The angle of the tall, red, brown brick school building reminded him of communication towers on Mars. He was a spaceman, outfitted with a suit and gear to find his friends among the aliens. To the control homeroom before the bell rings, and he shrinks back into his regular clothes. He takes a seat at his desk and tries his best to listen to what the teacher says, but she was a creature with a ruler that didn’t believe in him. Year after year they would be there theses creature features pitted against him. He would laser blast them. He was invincible; with each of his counted stars he built a shield against their bitter remarks, stereotypical and cynical laughter.

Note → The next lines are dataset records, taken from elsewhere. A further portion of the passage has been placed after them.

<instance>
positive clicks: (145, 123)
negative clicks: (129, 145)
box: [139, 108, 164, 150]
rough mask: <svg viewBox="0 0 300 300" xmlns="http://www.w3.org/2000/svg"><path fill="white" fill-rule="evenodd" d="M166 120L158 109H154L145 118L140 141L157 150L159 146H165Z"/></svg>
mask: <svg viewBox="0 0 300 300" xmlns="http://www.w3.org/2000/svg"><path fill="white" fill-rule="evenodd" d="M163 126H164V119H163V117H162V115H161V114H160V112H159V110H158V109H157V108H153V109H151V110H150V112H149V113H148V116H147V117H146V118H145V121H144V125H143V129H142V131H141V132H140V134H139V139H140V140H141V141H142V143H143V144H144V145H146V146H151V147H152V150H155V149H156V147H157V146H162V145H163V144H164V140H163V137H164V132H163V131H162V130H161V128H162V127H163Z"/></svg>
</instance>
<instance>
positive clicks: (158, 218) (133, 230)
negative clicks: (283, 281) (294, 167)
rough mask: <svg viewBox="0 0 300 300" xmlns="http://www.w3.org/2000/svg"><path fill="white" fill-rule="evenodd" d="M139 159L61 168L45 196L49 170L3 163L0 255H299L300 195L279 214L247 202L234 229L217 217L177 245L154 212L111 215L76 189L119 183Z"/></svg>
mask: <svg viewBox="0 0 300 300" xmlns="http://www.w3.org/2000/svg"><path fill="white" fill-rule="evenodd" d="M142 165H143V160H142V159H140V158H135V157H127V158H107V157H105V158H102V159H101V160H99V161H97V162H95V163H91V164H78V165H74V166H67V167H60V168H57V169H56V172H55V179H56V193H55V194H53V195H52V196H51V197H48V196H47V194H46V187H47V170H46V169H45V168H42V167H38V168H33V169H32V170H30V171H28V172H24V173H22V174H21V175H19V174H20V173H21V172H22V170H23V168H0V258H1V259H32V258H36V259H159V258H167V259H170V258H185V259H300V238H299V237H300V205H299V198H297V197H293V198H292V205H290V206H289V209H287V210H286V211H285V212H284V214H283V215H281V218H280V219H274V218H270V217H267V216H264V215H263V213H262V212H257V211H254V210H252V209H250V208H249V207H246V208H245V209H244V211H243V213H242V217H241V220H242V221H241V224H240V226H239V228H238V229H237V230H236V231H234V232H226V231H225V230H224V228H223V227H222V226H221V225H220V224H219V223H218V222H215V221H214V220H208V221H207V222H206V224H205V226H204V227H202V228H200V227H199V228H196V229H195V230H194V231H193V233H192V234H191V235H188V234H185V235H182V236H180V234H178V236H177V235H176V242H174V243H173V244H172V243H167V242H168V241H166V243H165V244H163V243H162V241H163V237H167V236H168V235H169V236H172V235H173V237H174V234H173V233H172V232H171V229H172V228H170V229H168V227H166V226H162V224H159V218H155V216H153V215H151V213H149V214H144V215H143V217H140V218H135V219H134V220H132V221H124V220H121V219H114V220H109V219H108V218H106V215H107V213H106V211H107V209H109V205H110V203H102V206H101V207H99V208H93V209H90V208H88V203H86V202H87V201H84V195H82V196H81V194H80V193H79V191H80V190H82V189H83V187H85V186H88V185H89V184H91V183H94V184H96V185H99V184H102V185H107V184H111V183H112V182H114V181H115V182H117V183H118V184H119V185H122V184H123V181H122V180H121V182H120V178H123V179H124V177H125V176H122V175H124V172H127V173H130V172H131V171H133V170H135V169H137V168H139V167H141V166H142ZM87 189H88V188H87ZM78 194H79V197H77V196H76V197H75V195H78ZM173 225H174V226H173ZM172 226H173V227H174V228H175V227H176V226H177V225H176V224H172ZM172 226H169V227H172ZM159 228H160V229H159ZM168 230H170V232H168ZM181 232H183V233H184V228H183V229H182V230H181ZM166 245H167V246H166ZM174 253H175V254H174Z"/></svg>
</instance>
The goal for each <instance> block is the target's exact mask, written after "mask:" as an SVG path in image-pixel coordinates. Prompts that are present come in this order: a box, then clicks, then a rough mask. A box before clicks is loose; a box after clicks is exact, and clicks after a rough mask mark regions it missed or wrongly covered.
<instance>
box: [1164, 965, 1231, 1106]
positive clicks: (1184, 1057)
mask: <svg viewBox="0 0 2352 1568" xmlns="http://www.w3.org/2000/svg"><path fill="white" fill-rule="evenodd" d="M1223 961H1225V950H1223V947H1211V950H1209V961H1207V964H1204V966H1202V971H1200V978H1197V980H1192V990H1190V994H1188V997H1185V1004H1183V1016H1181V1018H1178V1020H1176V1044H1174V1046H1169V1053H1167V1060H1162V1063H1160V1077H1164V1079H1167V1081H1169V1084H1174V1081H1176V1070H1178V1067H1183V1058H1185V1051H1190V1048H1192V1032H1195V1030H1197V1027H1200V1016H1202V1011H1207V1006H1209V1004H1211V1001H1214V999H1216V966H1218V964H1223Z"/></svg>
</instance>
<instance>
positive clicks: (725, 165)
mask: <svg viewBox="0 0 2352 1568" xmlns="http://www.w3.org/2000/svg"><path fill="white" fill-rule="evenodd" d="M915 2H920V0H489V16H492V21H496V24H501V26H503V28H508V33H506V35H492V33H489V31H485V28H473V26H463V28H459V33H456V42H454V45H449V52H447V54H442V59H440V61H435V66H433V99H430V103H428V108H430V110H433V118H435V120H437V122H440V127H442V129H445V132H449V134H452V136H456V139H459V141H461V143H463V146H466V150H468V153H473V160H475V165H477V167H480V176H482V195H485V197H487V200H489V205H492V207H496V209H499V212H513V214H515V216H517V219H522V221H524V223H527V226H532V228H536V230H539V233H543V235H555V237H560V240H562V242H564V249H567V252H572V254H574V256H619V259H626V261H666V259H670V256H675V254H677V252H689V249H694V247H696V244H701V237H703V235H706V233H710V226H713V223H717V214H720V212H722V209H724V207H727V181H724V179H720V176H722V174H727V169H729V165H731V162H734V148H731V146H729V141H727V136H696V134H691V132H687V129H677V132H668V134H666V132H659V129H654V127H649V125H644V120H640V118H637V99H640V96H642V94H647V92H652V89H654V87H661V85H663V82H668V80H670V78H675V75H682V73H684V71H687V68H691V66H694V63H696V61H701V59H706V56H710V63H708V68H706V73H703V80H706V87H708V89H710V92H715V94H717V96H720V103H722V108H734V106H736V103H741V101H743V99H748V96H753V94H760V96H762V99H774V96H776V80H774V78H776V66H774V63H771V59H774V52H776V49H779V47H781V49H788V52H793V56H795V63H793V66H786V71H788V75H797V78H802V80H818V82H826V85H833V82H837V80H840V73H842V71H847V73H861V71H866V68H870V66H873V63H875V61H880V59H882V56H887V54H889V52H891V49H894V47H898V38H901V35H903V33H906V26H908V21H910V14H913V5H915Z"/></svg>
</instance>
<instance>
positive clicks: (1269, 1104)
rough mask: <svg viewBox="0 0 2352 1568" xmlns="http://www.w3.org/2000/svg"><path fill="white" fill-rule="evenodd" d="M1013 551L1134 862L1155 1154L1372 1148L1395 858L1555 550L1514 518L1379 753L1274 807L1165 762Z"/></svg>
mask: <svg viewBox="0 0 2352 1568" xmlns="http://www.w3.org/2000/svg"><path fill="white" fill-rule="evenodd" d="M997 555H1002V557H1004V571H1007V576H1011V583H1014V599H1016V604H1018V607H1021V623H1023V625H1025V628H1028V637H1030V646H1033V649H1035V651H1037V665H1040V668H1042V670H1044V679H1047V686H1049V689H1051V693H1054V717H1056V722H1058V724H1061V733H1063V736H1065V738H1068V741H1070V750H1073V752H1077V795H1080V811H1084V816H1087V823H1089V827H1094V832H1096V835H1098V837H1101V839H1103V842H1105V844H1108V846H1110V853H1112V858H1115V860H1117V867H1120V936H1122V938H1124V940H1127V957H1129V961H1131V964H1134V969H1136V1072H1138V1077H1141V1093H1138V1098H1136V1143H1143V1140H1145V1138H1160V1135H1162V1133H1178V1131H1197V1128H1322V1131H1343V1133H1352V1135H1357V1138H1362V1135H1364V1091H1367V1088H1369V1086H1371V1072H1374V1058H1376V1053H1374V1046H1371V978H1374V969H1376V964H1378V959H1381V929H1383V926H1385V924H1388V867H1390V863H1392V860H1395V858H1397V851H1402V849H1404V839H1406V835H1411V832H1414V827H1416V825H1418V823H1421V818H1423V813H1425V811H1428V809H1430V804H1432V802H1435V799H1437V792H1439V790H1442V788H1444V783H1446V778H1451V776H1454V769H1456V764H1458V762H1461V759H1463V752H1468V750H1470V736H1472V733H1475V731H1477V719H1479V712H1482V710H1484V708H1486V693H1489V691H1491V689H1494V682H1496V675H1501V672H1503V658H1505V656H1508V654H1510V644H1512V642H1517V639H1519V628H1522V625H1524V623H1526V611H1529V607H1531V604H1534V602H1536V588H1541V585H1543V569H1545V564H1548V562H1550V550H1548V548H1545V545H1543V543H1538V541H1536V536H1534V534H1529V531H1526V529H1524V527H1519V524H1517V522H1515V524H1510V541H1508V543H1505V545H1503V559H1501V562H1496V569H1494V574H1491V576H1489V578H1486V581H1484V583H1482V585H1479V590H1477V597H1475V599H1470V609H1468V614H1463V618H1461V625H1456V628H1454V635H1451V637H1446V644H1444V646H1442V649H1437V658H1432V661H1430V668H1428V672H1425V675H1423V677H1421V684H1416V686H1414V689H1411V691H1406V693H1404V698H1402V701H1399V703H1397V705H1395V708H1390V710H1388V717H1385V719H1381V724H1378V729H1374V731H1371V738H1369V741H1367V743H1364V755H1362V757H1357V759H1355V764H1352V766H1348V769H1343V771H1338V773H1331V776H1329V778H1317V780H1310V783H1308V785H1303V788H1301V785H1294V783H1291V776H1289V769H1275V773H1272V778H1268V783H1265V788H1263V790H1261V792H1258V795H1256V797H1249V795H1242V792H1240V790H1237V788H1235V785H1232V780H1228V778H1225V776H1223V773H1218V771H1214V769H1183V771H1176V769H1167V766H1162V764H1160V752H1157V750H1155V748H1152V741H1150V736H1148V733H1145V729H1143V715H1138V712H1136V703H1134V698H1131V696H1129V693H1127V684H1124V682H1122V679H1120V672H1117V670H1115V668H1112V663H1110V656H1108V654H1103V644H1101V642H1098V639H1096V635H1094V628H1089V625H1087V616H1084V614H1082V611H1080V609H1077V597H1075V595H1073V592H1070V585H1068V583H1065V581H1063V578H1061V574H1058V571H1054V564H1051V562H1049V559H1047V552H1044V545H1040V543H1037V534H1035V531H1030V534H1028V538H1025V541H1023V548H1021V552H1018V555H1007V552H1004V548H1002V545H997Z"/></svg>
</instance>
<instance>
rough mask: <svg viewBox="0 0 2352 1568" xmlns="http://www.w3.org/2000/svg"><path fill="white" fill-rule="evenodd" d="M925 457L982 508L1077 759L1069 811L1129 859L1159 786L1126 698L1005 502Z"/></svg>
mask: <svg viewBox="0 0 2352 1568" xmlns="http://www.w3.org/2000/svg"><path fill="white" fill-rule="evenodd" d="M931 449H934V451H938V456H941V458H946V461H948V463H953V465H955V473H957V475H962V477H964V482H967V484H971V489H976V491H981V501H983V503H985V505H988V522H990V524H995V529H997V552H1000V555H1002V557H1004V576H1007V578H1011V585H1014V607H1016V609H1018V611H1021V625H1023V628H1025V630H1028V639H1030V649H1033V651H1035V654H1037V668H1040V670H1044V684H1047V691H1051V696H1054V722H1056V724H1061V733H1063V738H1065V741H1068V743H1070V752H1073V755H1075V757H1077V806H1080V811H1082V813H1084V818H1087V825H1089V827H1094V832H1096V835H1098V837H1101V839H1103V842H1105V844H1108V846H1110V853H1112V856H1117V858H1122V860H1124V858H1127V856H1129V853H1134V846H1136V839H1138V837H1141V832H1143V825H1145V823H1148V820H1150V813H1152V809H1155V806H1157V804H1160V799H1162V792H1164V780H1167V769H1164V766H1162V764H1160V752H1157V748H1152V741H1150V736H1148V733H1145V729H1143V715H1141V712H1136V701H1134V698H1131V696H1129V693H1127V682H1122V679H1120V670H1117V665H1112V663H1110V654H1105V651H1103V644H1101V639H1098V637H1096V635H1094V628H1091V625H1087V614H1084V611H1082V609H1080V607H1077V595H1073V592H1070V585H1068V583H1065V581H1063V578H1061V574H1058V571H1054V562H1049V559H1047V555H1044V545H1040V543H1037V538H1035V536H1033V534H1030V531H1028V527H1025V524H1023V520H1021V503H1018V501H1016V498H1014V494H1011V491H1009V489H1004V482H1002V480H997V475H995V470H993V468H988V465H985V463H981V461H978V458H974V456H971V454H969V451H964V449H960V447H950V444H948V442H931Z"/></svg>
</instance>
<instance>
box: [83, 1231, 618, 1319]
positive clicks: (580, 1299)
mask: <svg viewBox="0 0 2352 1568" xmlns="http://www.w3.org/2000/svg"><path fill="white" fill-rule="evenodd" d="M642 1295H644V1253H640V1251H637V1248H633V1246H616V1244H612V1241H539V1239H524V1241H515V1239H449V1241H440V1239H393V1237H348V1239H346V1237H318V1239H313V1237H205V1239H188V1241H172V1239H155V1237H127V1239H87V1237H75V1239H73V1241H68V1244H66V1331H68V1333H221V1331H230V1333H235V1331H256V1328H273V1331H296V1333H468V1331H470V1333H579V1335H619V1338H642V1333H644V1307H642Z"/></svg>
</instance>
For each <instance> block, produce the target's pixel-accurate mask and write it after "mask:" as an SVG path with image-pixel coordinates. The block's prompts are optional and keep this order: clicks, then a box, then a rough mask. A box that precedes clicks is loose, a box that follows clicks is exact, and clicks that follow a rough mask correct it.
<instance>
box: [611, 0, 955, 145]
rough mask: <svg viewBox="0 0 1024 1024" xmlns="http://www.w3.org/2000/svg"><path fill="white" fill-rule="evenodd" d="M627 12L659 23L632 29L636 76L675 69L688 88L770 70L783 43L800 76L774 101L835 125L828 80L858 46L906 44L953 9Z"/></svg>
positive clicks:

Then came high school and those afternoons into the nights were no longer spent on his tar beach. He hung out with his friends in the streets, movies, parties. Sometimes smoke filled the nights because he no longer gazed at the sky. One by one they faltered into the sea of daunting maturity like sunset, drowning those hood boy dreams. He was at the edge overlooking his friends. The Dancer, the Artists, the Basketball star…the stars…

And there she was, his mother, sitting across from him. It had been a long time since he actually looked at her, or hugged her the way he used to. Her star drops, her wasted tears rippled through the gulf that had formed between them to reflect his night sky before morphing back into the kitchen table. He couldn’t bare her disappointment, so he strapped on his boots and reached for the moon, graduating at the top of his class. He returned to the roof, but this time, instead of counting his stars he held them in the palm of his hand.